Personal information
- Full name: Timothy Douglas Booth Jones
- Born: 6 August 1952 (age 74) Dover, Kent, England
- Nickname: TBJ, Marty
- Height: 5 ft 11 in (1.80 m)
- Batting: Right-handed

Domestic team information
- 1980–1981: Sussex

Career statistics
| Competition | First-class | List A |
| Matches | 26 | 10 |
| Runs scored | 1,034 | 110 |
| Batting average | 24.04 | 13.75 |
| 100s/50s | –/7 | –/– |
| Top score | 95 | 30 |
| Balls bowled | – | – |
| Wickets | – | – |
| Bowling average | – | – |
| 5 wickets in innings | – | – |
| 10 wickets in match | – | – |
| Best bowling | – | – |
| Catches/stumpings | 8/– | 1/– |
- Source: Cricinfo, 3 January 2012

= Timothy Booth Jones =

English cricketer

Timothy Douglas Booth Jones (born 6 August 1952) is a former English cricketer. Booth Jones was a right-handed batsman. He was born at Dover, Kent, and was educated at Hastings Grammar School, before attending St Luke's, Exeter. He now teaches history at a school in Tunbridge Wells.
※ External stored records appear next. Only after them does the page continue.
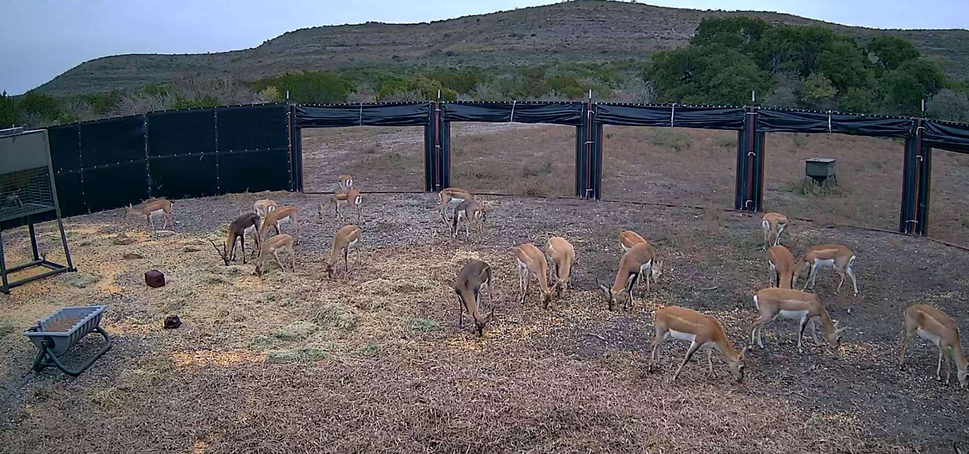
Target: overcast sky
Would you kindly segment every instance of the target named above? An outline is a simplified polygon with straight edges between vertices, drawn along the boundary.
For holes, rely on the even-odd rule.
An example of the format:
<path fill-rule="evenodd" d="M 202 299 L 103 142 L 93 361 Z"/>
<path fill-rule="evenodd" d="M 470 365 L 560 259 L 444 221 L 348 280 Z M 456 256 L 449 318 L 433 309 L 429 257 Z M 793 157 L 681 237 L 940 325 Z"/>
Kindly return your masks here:
<path fill-rule="evenodd" d="M 259 45 L 318 25 L 423 22 L 547 0 L 0 0 L 0 91 L 20 94 L 119 53 Z M 969 0 L 649 0 L 653 5 L 790 13 L 877 28 L 969 28 Z M 918 9 L 914 9 L 918 7 Z"/>

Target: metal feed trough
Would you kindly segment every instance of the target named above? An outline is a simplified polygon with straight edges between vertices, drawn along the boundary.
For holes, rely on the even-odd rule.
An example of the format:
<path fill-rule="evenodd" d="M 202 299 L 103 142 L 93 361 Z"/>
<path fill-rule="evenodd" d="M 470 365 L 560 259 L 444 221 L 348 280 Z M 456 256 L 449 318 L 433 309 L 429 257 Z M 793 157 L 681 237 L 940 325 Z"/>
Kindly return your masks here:
<path fill-rule="evenodd" d="M 52 219 L 53 213 L 60 227 L 61 244 L 67 265 L 54 263 L 45 258 L 37 250 L 37 234 L 34 231 L 35 216 L 41 215 L 46 221 Z M 46 216 L 44 216 L 46 215 Z M 8 222 L 4 226 L 4 222 Z M 10 221 L 14 221 L 10 223 Z M 23 226 L 30 230 L 30 244 L 33 259 L 15 266 L 7 266 L 3 253 L 3 228 Z M 33 274 L 11 282 L 10 273 L 34 266 L 47 268 L 43 273 Z M 23 128 L 0 130 L 0 291 L 10 293 L 10 289 L 31 281 L 67 271 L 77 271 L 71 263 L 71 253 L 64 235 L 64 223 L 57 204 L 57 190 L 50 164 L 50 147 L 47 130 L 24 131 Z"/>
<path fill-rule="evenodd" d="M 33 369 L 41 372 L 47 366 L 56 366 L 65 374 L 74 377 L 86 371 L 94 361 L 111 348 L 111 338 L 101 328 L 101 315 L 104 311 L 105 306 L 63 308 L 38 321 L 37 326 L 24 331 L 23 335 L 27 336 L 38 349 Z M 97 331 L 104 336 L 104 347 L 78 369 L 68 369 L 61 362 L 60 356 L 91 331 Z"/>

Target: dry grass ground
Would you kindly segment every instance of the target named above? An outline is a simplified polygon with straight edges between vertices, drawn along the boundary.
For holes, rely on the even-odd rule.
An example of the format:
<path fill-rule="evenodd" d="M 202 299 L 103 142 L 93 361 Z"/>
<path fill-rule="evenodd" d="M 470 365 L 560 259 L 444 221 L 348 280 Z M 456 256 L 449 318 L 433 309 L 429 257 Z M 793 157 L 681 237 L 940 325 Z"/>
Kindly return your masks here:
<path fill-rule="evenodd" d="M 225 266 L 206 241 L 266 196 L 304 213 L 296 273 Z M 121 210 L 68 220 L 83 274 L 0 297 L 0 450 L 947 453 L 969 439 L 969 394 L 932 378 L 935 350 L 920 342 L 907 370 L 896 365 L 908 305 L 935 304 L 965 322 L 962 251 L 797 222 L 788 238 L 796 252 L 835 242 L 858 254 L 860 296 L 834 294 L 833 273 L 818 282 L 832 317 L 852 328 L 842 347 L 808 340 L 797 353 L 795 325 L 776 321 L 742 383 L 719 358 L 713 375 L 694 361 L 671 382 L 686 346 L 667 344 L 661 371 L 647 374 L 652 312 L 676 304 L 715 315 L 746 345 L 751 291 L 767 282 L 758 218 L 484 197 L 490 224 L 470 244 L 447 237 L 431 195 L 369 195 L 363 262 L 330 282 L 324 266 L 339 224 L 315 217 L 319 197 L 181 200 L 176 231 L 155 237 Z M 595 280 L 615 272 L 623 228 L 649 238 L 671 269 L 632 310 L 610 313 Z M 119 232 L 135 242 L 114 244 Z M 547 232 L 578 255 L 577 290 L 550 311 L 537 290 L 517 303 L 512 258 L 515 244 L 544 246 Z M 52 226 L 40 235 L 61 259 Z M 12 261 L 27 254 L 24 237 L 5 235 Z M 123 259 L 129 252 L 144 257 Z M 481 339 L 458 329 L 450 288 L 469 257 L 495 270 L 496 321 Z M 169 284 L 145 287 L 150 268 Z M 78 378 L 24 374 L 34 351 L 20 331 L 59 307 L 95 303 L 109 306 L 114 348 Z M 170 314 L 184 324 L 163 330 Z M 68 357 L 97 347 L 86 339 Z"/>
<path fill-rule="evenodd" d="M 454 123 L 452 184 L 472 192 L 571 196 L 575 129 L 516 123 Z M 736 133 L 608 126 L 603 197 L 727 208 L 734 206 Z M 364 190 L 423 182 L 420 128 L 304 132 L 307 179 L 332 190 L 344 169 Z M 844 135 L 766 136 L 764 203 L 768 211 L 818 221 L 898 228 L 903 142 Z M 364 150 L 360 158 L 349 154 Z M 405 151 L 406 150 L 406 151 Z M 836 160 L 833 191 L 804 191 L 804 160 Z M 929 234 L 969 246 L 969 156 L 934 152 Z M 362 186 L 365 185 L 365 186 Z M 307 187 L 308 188 L 308 187 Z"/>

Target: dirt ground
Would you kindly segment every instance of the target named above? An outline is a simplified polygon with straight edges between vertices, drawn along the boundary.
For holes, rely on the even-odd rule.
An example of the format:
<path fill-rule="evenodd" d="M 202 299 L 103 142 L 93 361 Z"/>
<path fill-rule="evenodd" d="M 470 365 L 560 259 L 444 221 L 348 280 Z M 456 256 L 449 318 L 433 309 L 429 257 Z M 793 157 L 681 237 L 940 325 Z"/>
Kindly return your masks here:
<path fill-rule="evenodd" d="M 736 133 L 618 126 L 603 133 L 604 198 L 734 206 Z M 479 193 L 575 194 L 573 127 L 453 123 L 452 137 L 453 186 Z M 364 191 L 422 191 L 422 128 L 306 130 L 307 191 L 332 191 L 346 171 L 363 178 Z M 765 207 L 896 230 L 903 146 L 891 138 L 769 134 Z M 358 150 L 362 154 L 352 153 Z M 836 160 L 833 191 L 805 191 L 804 160 L 819 157 Z M 969 246 L 969 156 L 936 150 L 932 176 L 929 235 Z"/>
<path fill-rule="evenodd" d="M 266 196 L 302 213 L 295 273 L 225 266 L 206 241 Z M 653 311 L 713 315 L 745 346 L 752 291 L 767 283 L 758 218 L 485 197 L 489 225 L 473 244 L 447 236 L 431 195 L 368 195 L 362 263 L 331 282 L 325 263 L 340 223 L 317 218 L 320 197 L 178 200 L 175 231 L 154 237 L 123 210 L 67 220 L 80 272 L 0 296 L 0 450 L 950 453 L 969 440 L 969 391 L 934 379 L 934 348 L 916 343 L 897 367 L 907 306 L 937 305 L 965 328 L 969 255 L 958 249 L 795 222 L 785 243 L 796 254 L 833 242 L 858 256 L 860 296 L 834 294 L 829 270 L 818 280 L 831 317 L 850 327 L 840 348 L 807 339 L 797 353 L 796 324 L 774 321 L 743 382 L 719 356 L 708 374 L 703 355 L 672 382 L 686 345 L 666 344 L 660 371 L 646 373 Z M 667 270 L 631 310 L 609 312 L 595 281 L 614 276 L 623 228 L 648 238 Z M 41 248 L 62 260 L 52 232 L 40 229 Z M 120 232 L 134 243 L 115 244 Z M 576 291 L 547 311 L 534 286 L 517 302 L 512 248 L 544 248 L 549 232 L 572 241 L 578 263 Z M 26 256 L 25 235 L 5 232 L 10 261 Z M 451 289 L 470 257 L 495 272 L 496 319 L 480 339 L 458 328 Z M 167 286 L 143 284 L 152 268 Z M 28 373 L 35 351 L 21 331 L 82 304 L 108 305 L 113 348 L 77 378 Z M 183 324 L 163 330 L 171 314 Z M 69 361 L 96 349 L 95 338 Z"/>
Booth Jones made his first-class debut for Sussex against Kent in the 1980 County Championship. Booth Jones made 25 further first-class appearances for Sussex, the last of which came against Kent in the 1981 County Championship. In his 26 first-class appearances, he scored a total of 1,034 runs at an average of 24.04, with a high score of 95. This score was one of seven fifties he made and came against Somerset in 1981. He made his List A debut against Yorkshire in the 1980 John Player League. He made nine further List A appearances for Sussex, the last of which came against Leicestershire in the 1981 Benson & Hedges Cup. In his ten List A matches, he scored a total of 110 runs at an average of 13.75, with a high score of 30.